As Abby spoke, Ellen realized abruptly that part of her misgivings regarding Valentine Windham stemmed not from her own duplicity with the man, or even fear of entangling him in her past, but simply from a widow’s guilt.
Like sun bursting through rain clouds, it hit her that loving Valentine Windham, being intimate with him, did not betray Francis. Francis would want her to find another love, to be happy and to be loved.
Love?
Abby looked a little concerned at Ellen’s expression. “Perhaps I should not have been quite so personal on the topic of grief.”
“Of course you should.” Ellen met Abby’s gaze in the mirror. “I am glad you were. It’s a topic nobody wants to bring up, and you can’t very well stroll up to the neighbors and tell them: I’m missing my spouse who has been gone for years, would you mind if I had a good cry on your shoulder?”
“We should be able to, but we don’t, do we?”
“I didn’t.” Ellen closed her eyes as Abby drew her hair in a slow sweep over both shoulders.
“Maybe you did, a little, just now. Let’s put you in the tub and wash this hair. As hot as the weather is, it will dry in no time.”
Ellen let Abby attend her, let her wash her hair, pour her a glass of wine while she soaked, and wrap her in a bath sheet when she was done. She hadn’t permitted herself this luxury—an attended bath—since Francis had died.
Punishing herself, perhaps? Or maybe just that much in need of bodily privacy.
“We can sit on the balcony and I’ll brush out your hair,” Abby said when Ellen was in her dressing gown, her hair hanging in damp curls.
And Abby went one better, having a tray of cheese and fruit brought up to go with the wine. They spent the time conversing about mutual neighbors, gardens, pie recipes, and the boys.

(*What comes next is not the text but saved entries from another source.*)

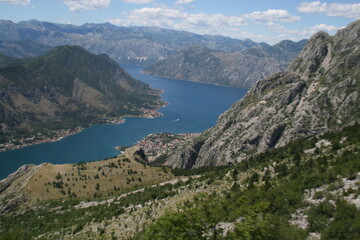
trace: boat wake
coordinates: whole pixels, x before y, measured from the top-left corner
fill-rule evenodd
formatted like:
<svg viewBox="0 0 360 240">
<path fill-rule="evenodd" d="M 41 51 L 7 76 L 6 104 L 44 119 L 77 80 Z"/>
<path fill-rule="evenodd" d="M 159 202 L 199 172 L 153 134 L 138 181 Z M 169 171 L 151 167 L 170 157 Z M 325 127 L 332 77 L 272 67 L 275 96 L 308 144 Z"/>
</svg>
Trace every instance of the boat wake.
<svg viewBox="0 0 360 240">
<path fill-rule="evenodd" d="M 170 122 L 172 123 L 172 122 L 178 122 L 178 121 L 180 121 L 180 118 L 175 119 L 175 120 L 172 120 L 172 121 L 170 121 Z"/>
</svg>

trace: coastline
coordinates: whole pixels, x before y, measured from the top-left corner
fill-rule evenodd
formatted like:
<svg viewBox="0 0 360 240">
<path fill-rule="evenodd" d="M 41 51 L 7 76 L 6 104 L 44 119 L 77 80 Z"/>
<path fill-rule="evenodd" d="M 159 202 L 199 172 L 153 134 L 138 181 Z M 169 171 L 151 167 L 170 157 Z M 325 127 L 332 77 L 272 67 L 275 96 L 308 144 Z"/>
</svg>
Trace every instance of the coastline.
<svg viewBox="0 0 360 240">
<path fill-rule="evenodd" d="M 37 139 L 36 141 L 32 141 L 36 137 L 41 138 L 43 136 L 41 133 L 39 133 L 37 136 L 23 138 L 23 139 L 18 140 L 18 141 L 26 142 L 26 143 L 14 144 L 12 142 L 8 142 L 8 143 L 0 144 L 0 152 L 16 150 L 16 149 L 29 147 L 29 146 L 37 145 L 37 144 L 41 144 L 41 143 L 61 141 L 62 139 L 66 138 L 68 136 L 80 133 L 84 129 L 85 128 L 83 128 L 83 127 L 77 127 L 77 128 L 72 128 L 72 129 L 62 129 L 62 130 L 55 131 L 53 133 L 54 136 L 52 136 L 52 137 L 45 137 L 42 139 Z"/>
<path fill-rule="evenodd" d="M 251 88 L 251 87 L 232 86 L 232 85 L 226 85 L 226 84 L 221 84 L 221 83 L 200 82 L 200 81 L 183 79 L 183 78 L 173 78 L 173 77 L 169 77 L 169 76 L 161 76 L 161 75 L 153 74 L 153 73 L 145 71 L 145 70 L 141 70 L 140 73 L 147 74 L 147 75 L 154 76 L 154 77 L 167 78 L 167 79 L 177 80 L 177 81 L 208 84 L 208 85 L 213 85 L 213 86 L 218 86 L 218 87 L 241 88 L 241 89 L 247 89 L 247 90 L 250 90 L 250 88 Z"/>
<path fill-rule="evenodd" d="M 145 108 L 139 109 L 139 111 L 142 112 L 140 115 L 123 115 L 123 116 L 118 116 L 118 117 L 107 118 L 107 119 L 105 119 L 105 121 L 103 123 L 99 123 L 99 124 L 123 124 L 123 123 L 125 123 L 125 118 L 128 118 L 128 117 L 141 117 L 141 118 L 161 117 L 161 116 L 163 116 L 163 114 L 158 112 L 157 110 L 159 110 L 160 108 L 163 108 L 167 105 L 168 105 L 168 103 L 163 101 L 161 104 L 155 106 L 154 109 L 145 109 Z M 89 124 L 89 126 L 91 126 L 91 125 L 92 124 Z M 72 128 L 72 129 L 49 131 L 49 132 L 51 132 L 51 135 L 52 135 L 50 137 L 44 136 L 43 134 L 38 133 L 37 135 L 34 135 L 32 137 L 16 140 L 17 142 L 20 142 L 20 144 L 14 143 L 13 141 L 0 144 L 0 152 L 17 150 L 20 148 L 29 147 L 29 146 L 37 145 L 37 144 L 41 144 L 41 143 L 61 141 L 62 139 L 66 138 L 66 137 L 80 133 L 81 131 L 83 131 L 86 128 L 87 127 L 77 127 L 77 128 Z"/>
</svg>

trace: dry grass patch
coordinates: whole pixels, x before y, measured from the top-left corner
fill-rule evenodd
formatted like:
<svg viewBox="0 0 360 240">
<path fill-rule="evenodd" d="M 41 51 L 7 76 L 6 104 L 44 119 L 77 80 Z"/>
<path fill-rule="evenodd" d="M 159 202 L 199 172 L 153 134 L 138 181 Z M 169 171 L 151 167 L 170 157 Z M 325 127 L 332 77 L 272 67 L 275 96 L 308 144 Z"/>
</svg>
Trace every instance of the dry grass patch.
<svg viewBox="0 0 360 240">
<path fill-rule="evenodd" d="M 27 185 L 33 201 L 111 197 L 173 178 L 171 171 L 119 156 L 97 162 L 45 164 Z"/>
</svg>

“They are splendid young men,” Ellen said after her second glass of wine—or was it her third? “And I think having them around makes us all less lonely.”
“Lonely,” Abby spat. “I got damned sick of being lonely. I’m not lonely now.”
“Because of Mr. Belmont. He is an impressive specimen.”
Abby grinned at her wineglass. “Quite, but so is your Mr. Windham.”
Ellen shook her head, and the countryside beyond the balcony swished around in her vision. “He isn’t my Mr. Windham.” It really was an interesting effect. “I think I’m getting tipsy.”
Abby nodded slowly. “One should, from time to time. Why isn’t he your Mr. Windham?”
“He’s far above my touch. I’m a gardener, for pity’s sake, and he’s a wealthy young fellow who will no doubt want children.”
Abby cocked her head. “You can still have children. You aren’t at your last prayers, Baroness.”
“I never carried a child to term for Francis,” Ellen said, some of the pleasant haze evaporating, “and I am… not fit for one of Mr. Windham’s station.”
Abby set her wine glass down. “What nonsense is this?”
Ellen should have remained silent; she should have let the moment pass with some unremarkable platitude, but five years of platitudes and silence—or perhaps half a bottle of wine—overwhelmed good sense.
“Oh, Abby, I’ve done things to be ashamed of, and they are such things as will not allow me to remarry. Ever.”
“Did you murder your husband?” Abby asked, her tone indignant. “Did you hold up stagecoaches on the high toby? Perhaps you sold secrets to the Corsican?”
“I did not murder my h-husband,” Ellen said, tears welling up again. “Oh, damn it all.” It was her worst, most scathing curse, and it hardly served to express one tenth of her misery. “What I did was worse than that, and I won’t speak of it. I’d like to be alone.”